Thinking about it, there's no way you could rely on the MMU to be the ONLY memory check obviously. Like, the JIT can't translate a reference to `x = memory[ptr]` into just a `mov x, [BASE + ptr]`, because it could reference non-WASM memory, which is obviously a security no-no (unless it could statically guarantee `ptr < LIMIT`). You need some kind of runtime check in addition for security and stability, you can't get around it. Given that, I think I agree with you, might as well just do it. It's, like, two or three extra instructions or something? But I would not say that it's free.
> The thing I'm saying is that you're turning a test that was `if (addr < LIMIT)` into `if (addr != 0 && addr < LIMIT)`, which is not nothing. And it's on EVERY memory access.

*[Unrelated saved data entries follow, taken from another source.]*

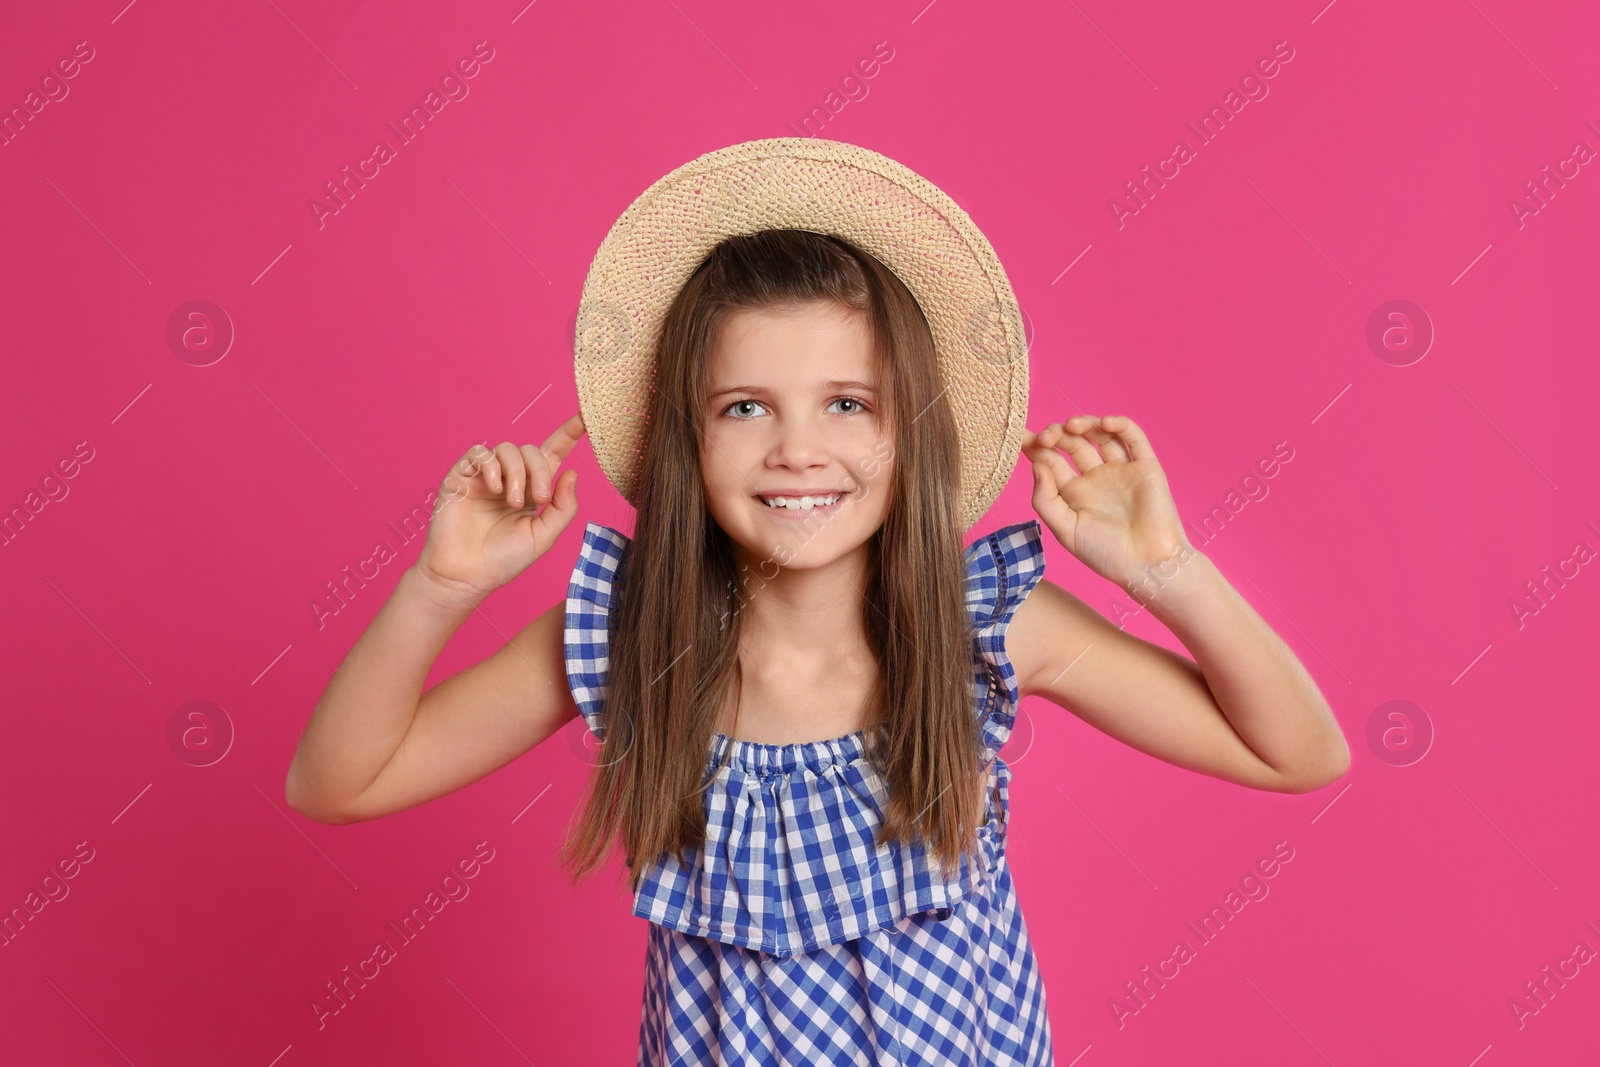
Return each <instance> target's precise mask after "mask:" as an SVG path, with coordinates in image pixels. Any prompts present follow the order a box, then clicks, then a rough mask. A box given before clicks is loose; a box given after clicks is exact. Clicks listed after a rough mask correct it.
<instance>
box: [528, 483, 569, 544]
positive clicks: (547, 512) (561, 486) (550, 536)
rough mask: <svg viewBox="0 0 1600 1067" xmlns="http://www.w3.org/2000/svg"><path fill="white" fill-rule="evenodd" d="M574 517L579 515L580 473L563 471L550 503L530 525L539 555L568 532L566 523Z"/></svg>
mask: <svg viewBox="0 0 1600 1067" xmlns="http://www.w3.org/2000/svg"><path fill="white" fill-rule="evenodd" d="M574 515H578V472H576V470H563V472H562V477H560V478H557V480H555V491H554V493H552V496H550V502H549V504H546V506H544V507H541V509H539V514H538V515H534V517H533V518H531V520H530V523H528V531H530V533H531V536H533V542H534V547H536V549H538V550H539V555H544V552H546V550H547V549H549V547H550V545H552V544H555V537H557V536H560V533H562V531H563V530H566V523H570V522H573V517H574Z"/></svg>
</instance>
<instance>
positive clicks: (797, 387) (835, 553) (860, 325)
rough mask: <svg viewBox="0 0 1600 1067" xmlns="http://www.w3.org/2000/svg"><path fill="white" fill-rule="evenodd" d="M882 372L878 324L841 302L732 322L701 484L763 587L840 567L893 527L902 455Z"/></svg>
mask: <svg viewBox="0 0 1600 1067" xmlns="http://www.w3.org/2000/svg"><path fill="white" fill-rule="evenodd" d="M872 362H874V360H872V334H870V328H869V325H867V322H866V318H864V317H862V315H858V314H853V312H848V310H846V309H842V307H837V306H834V304H814V306H808V307H805V309H798V310H749V309H744V310H738V312H731V314H730V315H728V317H726V318H725V320H723V326H722V333H720V336H718V338H717V344H715V347H714V350H712V354H710V368H709V370H710V374H709V382H710V384H709V387H707V402H709V403H707V411H706V419H707V424H706V445H704V446H702V448H701V474H702V478H704V483H706V504H707V507H709V509H710V514H712V518H714V520H715V522H717V525H718V526H722V530H723V531H725V533H726V534H728V536H730V537H731V539H733V542H734V544H736V545H738V547H739V549H742V552H738V550H736V555H739V557H742V558H739V561H741V563H744V565H747V566H752V568H757V566H758V568H762V576H763V577H768V579H770V577H773V576H774V574H776V569H774V565H776V566H792V568H811V566H822V565H826V563H830V561H834V560H838V558H840V557H843V555H846V553H850V552H853V550H856V549H859V547H861V545H862V544H864V542H866V541H867V539H869V537H870V536H872V534H874V533H875V531H877V530H878V526H882V525H883V518H885V517H886V515H888V506H890V499H888V498H890V493H888V488H890V475H891V470H893V459H894V448H893V437H891V427H890V426H888V422H886V418H883V416H880V397H878V394H877V381H875V378H877V376H875V374H874V370H872ZM778 498H784V501H786V507H773V506H771V504H770V501H771V502H776V499H778ZM802 498H811V507H810V509H805V501H803V499H802ZM830 498H837V501H835V502H832V504H829V502H827V501H829V499H830ZM797 506H798V509H795V507H797ZM750 557H754V558H750Z"/></svg>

But that's not what I'm saying. I'm saying every memory access would become:
addr = addr - START_OFFSET (eg, 0x1000)
if (addr < LIMIT) { do stuff }
There's just an extra sub in there. And you can definitely optimize that, same as any other bounds check optimization. Which the runtime is already tasked with doing since all your loads are already (wasm_address + host_array_buffer_ptr). If that add is free, the early sub likely is, too. They fall into the same category here.
But you can also make it completely free by just ensuring there's a dead zone before the host array buffer location, such that anything in the range 0x0-0x1000 (or whatever) just lands before the array buffer's start location which has been mmap'd to trap. Then you don't need any changes at all.
> Thinking about it, there's no way you could rely on the MMU to be the ONLY memory check obviously. Like, the JIT can't translate a reference to `x = memory[ptr]` into just a `mov x, [BASE + ptr]`, because it could reference non-WASM memory, which is obviously a security no-no (unless it could statically guarantee `ptr < LIMIT`). You need some kind of runtime check in addition for security and stability, you can't get around it.
On 64-bit systems, you actually can, since WASM is for now 32-bit only; just reserve a 4GB (plus 1 page) block of virtual memory starting at BASE, and there's no way for BASE+ptr (assuming ptr is 32-bit unsigned) to reach outside it (the extra 1 page after the end is to catch unaligned accesses at the very end of that 4GB).
That is, you can statically guarantee "ptr < LIMIT" if "ptr" is 32 bits and LIMIT is 2^32 or more.
You're only wasting virtual address space, not actual RAM. So the only cost is your max memory possible decreases by 4kb. Hardly a noteworthy expense.
And this is an expense that WASM runtimes already have to spend anyway, since none of them are running on bare metal with address 0x0 being available to them. So there's already address translations in play. Multiple of them, in fact, as you have to first translate from the WASM heap to the host's address space, and then from that through the MMU to physical pages.
And of course the WASM runtime already needs to trap for invalid addresses (eg, -1 right out the gate). How would trapping the first few pages be any more expensive than any other unmapped range? You're still working with a single contiguous region (at least until mmap finally lands). There doesn't seem to be any benefit to starting from 0x0 vs. starting from any other constant.